Cris Reads | The Secrets of Sir Richard Kenworthy by Julia Quinn

Sir Richard Kenworthy has less than a month to find a bride. He knows he can’t be too picky, but when he sees Iris Smythe-Smith hiding behind her cello at her family’s infamous musicale, he thinks he might have struck gold. She’s the type of girl you don’t notice until the second-or third-look, but there’s something about her, something simmering under the surface, and he knows she’s the one.

Iris Smythe-Smith is used to being underestimated. With her pale hair and quiet, sly wit she tends to blend into the background, and she likes it that way. So when Richard Kenworthy demands an introduction, she is suspicious. He flirts, he charms, he gives every impression of a man falling in love, but she can’t quite believe it’s all true. And when his proposal of marriage turns into a compromising position that forces the issue, she can’t help thinking that he’s hiding something...even as her heart tells her to say yes.

I'm an enormous fan of Julia Quinn and have read almost every book she has written. I'm also a big fan of The Smythe-Smith Quartet series and have loved getting to know the family with it's quirky cast of characters. I was immediately pulled in by Iris and Richard's story. I'm a big fan of wallflower novels and Iris, with her botanically-inclined name, was most certainly a wallflower. Being the pale, quiet, watchful member of an infamous quartet has not gained her many suitors. And when the secretive Richard swoops into her life and singles her out for his attentions, courting her and pursuing her as no man has before, she is more than a bit distrustful. When Richard proposes after just a week and the two are caught in a compromising position, Iris becomes a bit suspicious of his motives.

As a reader, I was really enjoying the story until Iris and Richard married and left for his estate. From the very beginning we know that Richard needs a wife—someone free from scandal. Although his choice of Iris is driven by mysterious circumstances, we see that he does develop genuine affection and desire for her before marrying her. This made me hopeful that their day-to-day married life would help enrich those feelings. But once they are married Richard seems to spend most of his time scheming to make his wife fall in love with him, to endear her to him and then reject her without any explanation when he succeeded in awakening her desires. I felt frustrated and hurt by the mind games Richard played which only worsened when the "big secret" was revealed.

When we learned that Richard's teenage sister is pregnant and Richard planed to pass the baby off as Iris' without consulting her, I saw red. Not only was I angry that Richard had lied and schemed to manipulate Iris into marriage, but he didn't seem to value her in the least. He didn't care for her opinion nor her feelings, though he did desire her. Richard's behavior left me feeling hurt and betrayed and I honestly had to step away from the book for a day to calm myself down a bit. Maybe I'm more of a grudge-holder than Iris but I don't think I would have been able to forgive the heartbreak that Richard caused, certainly not with the ease and speed that Iris seemed to.

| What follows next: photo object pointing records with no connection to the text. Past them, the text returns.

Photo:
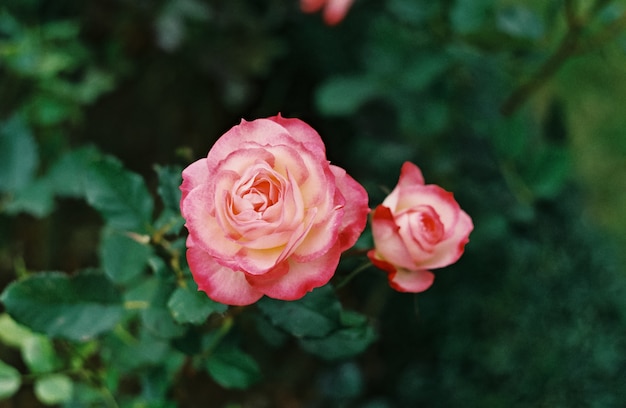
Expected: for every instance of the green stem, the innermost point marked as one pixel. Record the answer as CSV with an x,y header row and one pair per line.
x,y
571,45
352,274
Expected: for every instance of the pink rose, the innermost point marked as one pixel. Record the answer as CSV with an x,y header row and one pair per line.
x,y
267,214
334,10
417,227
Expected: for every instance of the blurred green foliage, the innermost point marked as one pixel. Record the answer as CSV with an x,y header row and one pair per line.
x,y
103,102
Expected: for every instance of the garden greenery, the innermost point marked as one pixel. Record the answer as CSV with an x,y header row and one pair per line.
x,y
515,106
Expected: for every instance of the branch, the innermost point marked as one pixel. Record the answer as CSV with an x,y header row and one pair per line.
x,y
571,45
567,48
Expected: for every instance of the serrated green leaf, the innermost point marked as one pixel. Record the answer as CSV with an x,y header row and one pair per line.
x,y
119,195
39,355
35,199
188,305
126,355
11,333
54,389
170,179
344,343
315,315
123,257
10,380
18,155
68,175
154,294
62,306
232,368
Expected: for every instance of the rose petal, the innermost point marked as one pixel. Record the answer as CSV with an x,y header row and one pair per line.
x,y
336,10
204,228
410,175
389,244
449,251
197,173
440,200
411,281
220,283
311,6
301,278
303,133
355,213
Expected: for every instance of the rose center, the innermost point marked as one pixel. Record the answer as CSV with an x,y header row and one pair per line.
x,y
255,196
425,226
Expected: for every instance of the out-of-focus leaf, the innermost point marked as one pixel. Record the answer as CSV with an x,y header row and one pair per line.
x,y
548,171
315,315
50,110
188,305
423,71
344,343
123,258
11,333
18,155
345,95
10,380
119,195
170,178
342,381
36,199
54,389
129,354
63,306
468,16
67,175
232,368
519,21
154,294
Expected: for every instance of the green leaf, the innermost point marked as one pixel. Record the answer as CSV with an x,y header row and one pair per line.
x,y
35,199
170,179
119,195
11,333
154,294
18,155
129,354
188,305
39,355
548,171
10,380
345,95
520,21
232,368
123,257
468,16
423,71
76,308
54,389
315,315
68,175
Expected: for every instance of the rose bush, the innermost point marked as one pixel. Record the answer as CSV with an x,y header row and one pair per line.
x,y
267,214
334,10
417,227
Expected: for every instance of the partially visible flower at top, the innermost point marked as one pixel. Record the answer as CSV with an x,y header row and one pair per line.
x,y
267,214
418,227
334,10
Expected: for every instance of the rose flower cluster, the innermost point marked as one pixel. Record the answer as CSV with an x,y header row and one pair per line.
x,y
268,215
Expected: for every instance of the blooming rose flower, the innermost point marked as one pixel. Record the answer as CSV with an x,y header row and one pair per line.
x,y
267,214
417,227
334,10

Julia Quinn is always amazing at nurturing quirky, interesting characters you can't help but fall in love with but The Secrets of Sir Richard Kenworthy just didn't pull me in as much as some of her other novels. I wish there had just been a bit more development of the romance and the secondary characters. I would have liked to see some sweet moments between Fleur and her lover to better understand her character. She and her sister just came off as petulant and oblivious and I would have liked to see some of their redeeming qualities.

That said, I'm still an enormous fan of Julia Quinn and I really enjoyed learning more about the members of The Smythe-Smith Quartet. This might not be my favorite of her novels, but I think if you love experiencing the push-and-pull of a relationship this novel would be perfect for you. Though I might have been upset by some of the things the novel made me feel—heartbreak, betrayal—the writing made me feel genuine, palpable emotions, which is always a good thing. I'm excited to read the next book in the series and see how Daisy's character will grow and change. Maybe we'll even get some happier moments with Iris and Richard.

Disclaimer: As an Avon Addict, I received this book free from the publisher in exchange for my honest review. All thoughts and opinions shared are my own.



JULIA QUINN started writing her first book one month after finishing college and has been tapping away at her keyboard ever since. The New York Times bestselling author of twenty-four novels for Avon Books, she is a graduate of Harvard and Radcliffe Colleges and is one of only fifteen authors ever to be inducted in the Romance Writers of America Hall of Fame. She lives in the Pacific Northwest with her family.